Government payments to Medicare Advantage plans are riddled with overcharges and errors, newly uncovered audits show.
A sampling of billings in 2011-2013 showed $12 million in net overpayments for about 18,000 patients, according to the audits obtained by Kaiser Health News through a lawsuit.
The Centers for Medicare and Medicaid Services had planned to extrapolate those losses to all members of the impacted plans and recover $650 million.

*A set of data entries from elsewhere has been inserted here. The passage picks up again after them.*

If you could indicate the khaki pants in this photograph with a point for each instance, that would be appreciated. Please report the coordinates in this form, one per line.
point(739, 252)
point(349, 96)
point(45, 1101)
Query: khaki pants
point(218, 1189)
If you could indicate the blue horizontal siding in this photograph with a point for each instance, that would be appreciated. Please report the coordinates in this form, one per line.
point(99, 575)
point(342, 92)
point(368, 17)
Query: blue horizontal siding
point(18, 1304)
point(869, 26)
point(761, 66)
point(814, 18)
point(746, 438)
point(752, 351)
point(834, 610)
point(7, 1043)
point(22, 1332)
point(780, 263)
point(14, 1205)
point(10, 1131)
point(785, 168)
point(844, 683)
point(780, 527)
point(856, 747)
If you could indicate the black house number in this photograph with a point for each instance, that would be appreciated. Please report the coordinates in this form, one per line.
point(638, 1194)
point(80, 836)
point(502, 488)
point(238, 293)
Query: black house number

But that hasn’t happened yet because the calculations haven’t been finalized, Kaiser Health News (KHN) reported.
Medicare Advantage is an alternative to traditional Medicare that is run by private insurance companies.
Seventy-one of the 90 audits reviewed by KHN showed overpayments and they topped $1,000 per patient on 23 of the audits.
Overpayments are flagged when patient records don’t adequately reflect services the government paid for, or if a patient’s condition doesn’t appear to be as severe as the treatment suggests.
Audit procedures around Medicare Advantage, which is growing in popularity, have been secretive so KHN sued to obtain the results.
“At the end of the day, it’s taxpayer dollars that were spent,” David Lipschutz, a senior policy attorney with the Center for Medicare Advocacy, told the news outlet. “The public deserves more information about that.”